Nunca conseguiu colocação como professora numa escola pública e tem de viver das acções de formação que faz e das aulas de enriquecimento curricular que dá no ensino básico.
"Nos meses melhores chego a ganhar mais de mil euros. Nos mais fracos não chego aos 400. Em Julho, Agosto e Setembro praticamente não ganho nada", disse, lembrando que se não fosse a situação estável do marido teriam de "parar de viver" nos meses de Verão.
Longe desta instabilidade vivem alguns profissionais liberais que encontram nos recibos verdes uma independência desejava por quase 70 por cento dos portugueses.
"Dos países da União Europeia, os portugueses são os que mais dizem que desejam ser trabalhadores por conta própria, na ordem dos 70 por cento", afirma a socióloga Nádia Nogueira Simões.
Nos países desenvolvidos, o rendimento médio de um trabalhador independente é superior ao dos funcionários por conta de outrem, embora esta estimativa não tenha apenas em conta os profissionais a recibo verde, mas também os empresários em nome individual.
A melhor organização do tempo e das tarefas e a decisão de quanto tempo e onde se trabalha são vantagens deste tipo de vínculo apontadas por Nádia Nogueira Simões.
Lourenço Cordeiro, um arquitecto de 26 anos, vê os recibos verdes como "uma óptima forma para se contornar a rigidez da lei laboral".
"Em vez da protecção dada pela legislação laboral tenho uma responsabilidade acrescida que nasce da liberdade que me é dada. Trabalhar mal ao abrigo da protecção laboral para mim não é opção", comenta à Lusa este jovem arquitecto.

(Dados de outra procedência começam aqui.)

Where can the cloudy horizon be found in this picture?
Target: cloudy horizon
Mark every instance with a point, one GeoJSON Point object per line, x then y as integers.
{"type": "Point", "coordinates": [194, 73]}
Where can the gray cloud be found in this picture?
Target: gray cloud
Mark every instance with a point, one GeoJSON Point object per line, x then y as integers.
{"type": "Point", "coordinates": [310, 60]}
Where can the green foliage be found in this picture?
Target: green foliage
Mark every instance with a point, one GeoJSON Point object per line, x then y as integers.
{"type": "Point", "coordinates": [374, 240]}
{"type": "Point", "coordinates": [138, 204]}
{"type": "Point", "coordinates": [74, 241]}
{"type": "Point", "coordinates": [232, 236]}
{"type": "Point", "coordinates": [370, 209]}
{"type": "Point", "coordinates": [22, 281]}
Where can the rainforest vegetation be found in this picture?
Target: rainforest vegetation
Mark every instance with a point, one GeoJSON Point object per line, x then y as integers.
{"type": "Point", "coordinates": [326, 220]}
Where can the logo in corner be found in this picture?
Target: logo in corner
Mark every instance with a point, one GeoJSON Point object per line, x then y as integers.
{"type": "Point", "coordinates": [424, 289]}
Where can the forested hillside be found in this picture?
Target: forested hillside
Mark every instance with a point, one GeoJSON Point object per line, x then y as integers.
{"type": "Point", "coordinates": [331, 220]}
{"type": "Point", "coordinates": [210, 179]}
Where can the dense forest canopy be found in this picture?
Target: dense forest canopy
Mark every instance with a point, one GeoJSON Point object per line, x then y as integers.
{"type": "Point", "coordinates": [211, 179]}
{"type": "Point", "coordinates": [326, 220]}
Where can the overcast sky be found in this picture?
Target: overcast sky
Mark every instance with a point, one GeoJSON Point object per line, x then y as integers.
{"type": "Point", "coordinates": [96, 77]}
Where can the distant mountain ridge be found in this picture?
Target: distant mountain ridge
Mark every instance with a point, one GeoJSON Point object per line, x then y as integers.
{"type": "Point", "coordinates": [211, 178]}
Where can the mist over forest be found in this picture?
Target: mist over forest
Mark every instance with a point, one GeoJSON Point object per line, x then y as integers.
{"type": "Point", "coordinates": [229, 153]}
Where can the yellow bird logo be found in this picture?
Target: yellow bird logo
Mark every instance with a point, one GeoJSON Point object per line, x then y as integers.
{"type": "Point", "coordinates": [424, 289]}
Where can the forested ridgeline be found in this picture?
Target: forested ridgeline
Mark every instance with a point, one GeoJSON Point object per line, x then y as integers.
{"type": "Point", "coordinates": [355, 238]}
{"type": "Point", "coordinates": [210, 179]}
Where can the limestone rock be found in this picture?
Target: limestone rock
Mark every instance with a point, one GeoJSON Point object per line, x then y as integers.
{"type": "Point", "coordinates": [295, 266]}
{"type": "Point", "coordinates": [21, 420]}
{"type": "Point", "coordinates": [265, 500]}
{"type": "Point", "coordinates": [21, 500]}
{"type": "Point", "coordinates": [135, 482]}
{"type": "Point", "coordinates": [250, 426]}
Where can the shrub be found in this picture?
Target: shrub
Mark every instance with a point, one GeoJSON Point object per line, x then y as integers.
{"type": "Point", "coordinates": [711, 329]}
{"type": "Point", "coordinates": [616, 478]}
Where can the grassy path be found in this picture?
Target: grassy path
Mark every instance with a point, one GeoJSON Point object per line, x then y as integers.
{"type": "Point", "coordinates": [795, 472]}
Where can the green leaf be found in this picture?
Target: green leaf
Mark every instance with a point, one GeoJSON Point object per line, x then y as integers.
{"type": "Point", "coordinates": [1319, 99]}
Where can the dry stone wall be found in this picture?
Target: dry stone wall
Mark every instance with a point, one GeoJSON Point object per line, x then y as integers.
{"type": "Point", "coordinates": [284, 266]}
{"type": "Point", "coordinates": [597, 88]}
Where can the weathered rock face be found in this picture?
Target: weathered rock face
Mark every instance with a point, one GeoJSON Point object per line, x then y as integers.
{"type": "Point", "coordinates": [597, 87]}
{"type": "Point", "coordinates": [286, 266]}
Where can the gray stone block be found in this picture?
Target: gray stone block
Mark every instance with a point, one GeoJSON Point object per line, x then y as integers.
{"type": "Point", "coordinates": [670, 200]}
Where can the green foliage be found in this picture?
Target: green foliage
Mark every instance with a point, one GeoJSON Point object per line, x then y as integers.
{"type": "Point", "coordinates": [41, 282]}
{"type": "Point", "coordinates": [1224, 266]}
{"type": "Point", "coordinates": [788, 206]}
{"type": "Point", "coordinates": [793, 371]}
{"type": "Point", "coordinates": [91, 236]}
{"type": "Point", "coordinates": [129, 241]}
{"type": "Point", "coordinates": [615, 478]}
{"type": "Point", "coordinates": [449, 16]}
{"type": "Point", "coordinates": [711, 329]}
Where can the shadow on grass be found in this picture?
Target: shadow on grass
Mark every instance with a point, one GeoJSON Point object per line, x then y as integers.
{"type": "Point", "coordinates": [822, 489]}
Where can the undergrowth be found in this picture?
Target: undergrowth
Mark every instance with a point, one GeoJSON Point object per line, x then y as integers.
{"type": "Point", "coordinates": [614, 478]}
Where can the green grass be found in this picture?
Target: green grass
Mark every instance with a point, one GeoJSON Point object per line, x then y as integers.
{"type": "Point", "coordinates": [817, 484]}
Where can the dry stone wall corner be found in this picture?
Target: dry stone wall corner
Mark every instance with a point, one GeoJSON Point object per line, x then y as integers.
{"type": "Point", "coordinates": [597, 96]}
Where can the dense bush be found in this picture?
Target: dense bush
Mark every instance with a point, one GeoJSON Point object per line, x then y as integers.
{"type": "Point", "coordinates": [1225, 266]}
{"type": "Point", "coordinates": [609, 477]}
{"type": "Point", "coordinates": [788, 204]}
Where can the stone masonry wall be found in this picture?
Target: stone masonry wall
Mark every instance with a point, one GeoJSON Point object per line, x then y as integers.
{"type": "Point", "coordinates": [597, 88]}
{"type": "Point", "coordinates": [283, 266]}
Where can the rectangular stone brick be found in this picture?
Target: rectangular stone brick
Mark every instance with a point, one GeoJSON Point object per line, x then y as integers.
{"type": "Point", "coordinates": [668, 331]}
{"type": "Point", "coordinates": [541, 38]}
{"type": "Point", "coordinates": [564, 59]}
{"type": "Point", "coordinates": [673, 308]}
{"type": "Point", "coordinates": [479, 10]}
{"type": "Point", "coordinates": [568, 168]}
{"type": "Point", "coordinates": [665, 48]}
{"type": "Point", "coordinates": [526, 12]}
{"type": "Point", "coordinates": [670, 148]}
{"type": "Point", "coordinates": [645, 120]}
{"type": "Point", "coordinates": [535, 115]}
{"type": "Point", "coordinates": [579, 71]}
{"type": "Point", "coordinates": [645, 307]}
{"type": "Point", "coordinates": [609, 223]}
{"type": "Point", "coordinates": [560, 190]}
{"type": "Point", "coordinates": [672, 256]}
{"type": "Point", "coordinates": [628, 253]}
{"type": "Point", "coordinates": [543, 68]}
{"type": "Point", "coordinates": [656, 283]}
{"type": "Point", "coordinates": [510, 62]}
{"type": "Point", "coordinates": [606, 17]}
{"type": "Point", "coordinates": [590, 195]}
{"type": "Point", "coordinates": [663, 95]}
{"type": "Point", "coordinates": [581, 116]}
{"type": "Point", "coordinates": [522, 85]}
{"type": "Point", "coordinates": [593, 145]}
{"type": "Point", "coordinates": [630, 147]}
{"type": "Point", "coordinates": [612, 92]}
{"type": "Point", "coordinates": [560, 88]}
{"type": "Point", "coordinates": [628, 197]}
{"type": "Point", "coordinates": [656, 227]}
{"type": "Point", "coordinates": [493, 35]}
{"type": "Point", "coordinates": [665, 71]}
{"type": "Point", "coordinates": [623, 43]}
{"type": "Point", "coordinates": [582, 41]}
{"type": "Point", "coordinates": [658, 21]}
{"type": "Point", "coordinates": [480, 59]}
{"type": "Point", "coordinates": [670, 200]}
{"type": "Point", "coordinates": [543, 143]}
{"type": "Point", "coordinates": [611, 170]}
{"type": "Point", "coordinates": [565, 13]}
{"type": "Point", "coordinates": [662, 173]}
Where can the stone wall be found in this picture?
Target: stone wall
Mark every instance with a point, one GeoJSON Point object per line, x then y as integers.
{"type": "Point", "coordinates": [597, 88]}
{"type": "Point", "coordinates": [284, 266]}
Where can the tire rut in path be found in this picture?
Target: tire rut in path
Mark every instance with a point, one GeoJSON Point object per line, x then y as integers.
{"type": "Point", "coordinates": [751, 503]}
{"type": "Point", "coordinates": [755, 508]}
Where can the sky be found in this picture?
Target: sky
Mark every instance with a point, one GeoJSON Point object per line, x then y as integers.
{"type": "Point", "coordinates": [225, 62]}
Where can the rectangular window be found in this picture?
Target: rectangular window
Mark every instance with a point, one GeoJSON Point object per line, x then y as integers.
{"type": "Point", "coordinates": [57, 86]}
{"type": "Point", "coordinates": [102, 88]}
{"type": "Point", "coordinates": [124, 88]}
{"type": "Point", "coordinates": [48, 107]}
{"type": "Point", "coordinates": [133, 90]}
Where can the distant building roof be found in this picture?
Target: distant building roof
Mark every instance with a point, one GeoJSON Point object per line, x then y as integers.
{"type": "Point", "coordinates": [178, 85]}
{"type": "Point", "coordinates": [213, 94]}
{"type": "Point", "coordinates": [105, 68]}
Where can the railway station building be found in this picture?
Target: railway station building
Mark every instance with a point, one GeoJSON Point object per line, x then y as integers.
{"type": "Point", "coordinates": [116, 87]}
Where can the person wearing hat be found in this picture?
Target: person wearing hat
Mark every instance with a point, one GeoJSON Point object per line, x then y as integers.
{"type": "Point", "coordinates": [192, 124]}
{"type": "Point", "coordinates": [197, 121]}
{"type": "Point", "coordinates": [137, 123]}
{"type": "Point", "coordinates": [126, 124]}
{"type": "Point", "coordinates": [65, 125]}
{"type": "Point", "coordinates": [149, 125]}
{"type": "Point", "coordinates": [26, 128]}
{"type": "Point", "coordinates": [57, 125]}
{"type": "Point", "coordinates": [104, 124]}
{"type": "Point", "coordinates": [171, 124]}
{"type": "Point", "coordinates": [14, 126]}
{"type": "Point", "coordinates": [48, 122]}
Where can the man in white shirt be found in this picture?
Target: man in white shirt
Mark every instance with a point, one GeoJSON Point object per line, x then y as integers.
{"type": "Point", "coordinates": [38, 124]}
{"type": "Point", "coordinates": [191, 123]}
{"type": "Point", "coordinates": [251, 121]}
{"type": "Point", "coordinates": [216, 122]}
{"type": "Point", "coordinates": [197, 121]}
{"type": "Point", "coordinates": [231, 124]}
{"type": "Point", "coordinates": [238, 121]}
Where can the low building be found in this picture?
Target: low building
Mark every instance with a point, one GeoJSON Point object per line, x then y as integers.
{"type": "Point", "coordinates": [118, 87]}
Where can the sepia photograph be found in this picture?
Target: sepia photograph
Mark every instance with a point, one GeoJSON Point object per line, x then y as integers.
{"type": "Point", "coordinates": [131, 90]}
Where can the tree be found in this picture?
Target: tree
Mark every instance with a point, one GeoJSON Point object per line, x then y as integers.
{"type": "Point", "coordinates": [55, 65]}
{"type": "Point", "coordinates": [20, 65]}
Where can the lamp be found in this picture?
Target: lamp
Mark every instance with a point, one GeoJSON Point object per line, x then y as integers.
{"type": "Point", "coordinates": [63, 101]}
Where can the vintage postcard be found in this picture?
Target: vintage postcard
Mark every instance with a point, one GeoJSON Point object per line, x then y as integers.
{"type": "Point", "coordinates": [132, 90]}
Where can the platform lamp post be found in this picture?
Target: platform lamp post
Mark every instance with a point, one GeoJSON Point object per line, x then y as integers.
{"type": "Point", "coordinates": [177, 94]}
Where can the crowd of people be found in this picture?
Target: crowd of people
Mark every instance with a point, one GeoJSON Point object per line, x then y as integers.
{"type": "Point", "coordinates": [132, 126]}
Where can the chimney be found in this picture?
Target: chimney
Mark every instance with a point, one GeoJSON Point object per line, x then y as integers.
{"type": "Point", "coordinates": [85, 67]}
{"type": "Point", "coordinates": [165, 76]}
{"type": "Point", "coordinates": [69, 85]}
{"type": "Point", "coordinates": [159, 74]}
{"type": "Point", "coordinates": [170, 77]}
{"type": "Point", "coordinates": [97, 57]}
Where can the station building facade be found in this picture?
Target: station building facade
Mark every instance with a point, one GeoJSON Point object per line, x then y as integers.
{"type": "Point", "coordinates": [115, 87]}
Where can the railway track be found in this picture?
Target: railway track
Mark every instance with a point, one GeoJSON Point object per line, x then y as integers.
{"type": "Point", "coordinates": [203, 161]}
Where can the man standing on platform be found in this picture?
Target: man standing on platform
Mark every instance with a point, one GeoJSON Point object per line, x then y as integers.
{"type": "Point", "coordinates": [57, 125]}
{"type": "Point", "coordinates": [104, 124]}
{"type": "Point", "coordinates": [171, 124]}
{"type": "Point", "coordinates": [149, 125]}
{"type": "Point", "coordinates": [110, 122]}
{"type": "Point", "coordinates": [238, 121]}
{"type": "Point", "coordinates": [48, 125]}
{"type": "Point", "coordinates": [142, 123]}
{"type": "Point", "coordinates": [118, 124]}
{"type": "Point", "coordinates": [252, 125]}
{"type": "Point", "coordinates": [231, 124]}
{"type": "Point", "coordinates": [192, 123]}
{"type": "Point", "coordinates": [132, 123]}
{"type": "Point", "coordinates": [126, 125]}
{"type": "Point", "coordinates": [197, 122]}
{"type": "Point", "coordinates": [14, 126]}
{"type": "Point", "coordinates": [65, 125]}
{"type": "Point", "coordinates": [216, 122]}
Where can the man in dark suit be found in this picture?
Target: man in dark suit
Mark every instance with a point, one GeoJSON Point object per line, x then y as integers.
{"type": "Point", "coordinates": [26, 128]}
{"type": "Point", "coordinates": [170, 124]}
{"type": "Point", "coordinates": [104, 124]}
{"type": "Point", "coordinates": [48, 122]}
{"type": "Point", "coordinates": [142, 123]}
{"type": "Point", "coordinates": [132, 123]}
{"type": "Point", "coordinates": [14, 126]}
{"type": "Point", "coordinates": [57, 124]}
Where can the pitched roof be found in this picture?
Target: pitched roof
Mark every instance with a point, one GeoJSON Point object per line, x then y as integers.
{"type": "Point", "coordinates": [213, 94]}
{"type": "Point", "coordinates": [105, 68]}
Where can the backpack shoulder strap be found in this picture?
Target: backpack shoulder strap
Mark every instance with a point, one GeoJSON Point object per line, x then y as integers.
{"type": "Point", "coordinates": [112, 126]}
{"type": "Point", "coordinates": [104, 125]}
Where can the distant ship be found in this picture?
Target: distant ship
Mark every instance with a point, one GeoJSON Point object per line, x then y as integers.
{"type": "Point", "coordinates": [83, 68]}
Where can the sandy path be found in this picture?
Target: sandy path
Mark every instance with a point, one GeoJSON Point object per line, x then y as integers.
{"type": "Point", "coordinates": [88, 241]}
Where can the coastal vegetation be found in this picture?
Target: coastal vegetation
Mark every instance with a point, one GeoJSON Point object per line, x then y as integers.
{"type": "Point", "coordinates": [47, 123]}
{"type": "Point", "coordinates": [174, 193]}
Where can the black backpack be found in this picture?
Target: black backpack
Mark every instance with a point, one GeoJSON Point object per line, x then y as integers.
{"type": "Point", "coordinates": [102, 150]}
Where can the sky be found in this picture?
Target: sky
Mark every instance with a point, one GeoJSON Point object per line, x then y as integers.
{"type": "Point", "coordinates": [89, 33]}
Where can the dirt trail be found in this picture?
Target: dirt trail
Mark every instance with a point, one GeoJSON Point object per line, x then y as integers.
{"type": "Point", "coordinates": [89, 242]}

Consciente de que o seu caso "não é o exemplo típico", Lourenço assegura que gosta de não ter horários, de tirar férias quando lhe apetece e de definir regras do seu próprio trabalho.
"Tenho liberdade total. Se amanhã me apetecer ir para a praia, vou. Não procuro alterar a minha situação de forma nenhuma, até porque não valorizo a estabilidade. Sinto-me realmente um profissional liberal e estou bem com isso", acrescenta.
Embora plenamente satisfeito com a sua situação, Lourenço Cordeiro mostra-se solidário com os casos de "falsos recibos verdes", afirmando compreender a frustração de quem passa anos na insegurança sujeito a cumprir as obrigações de um contrato que não tem.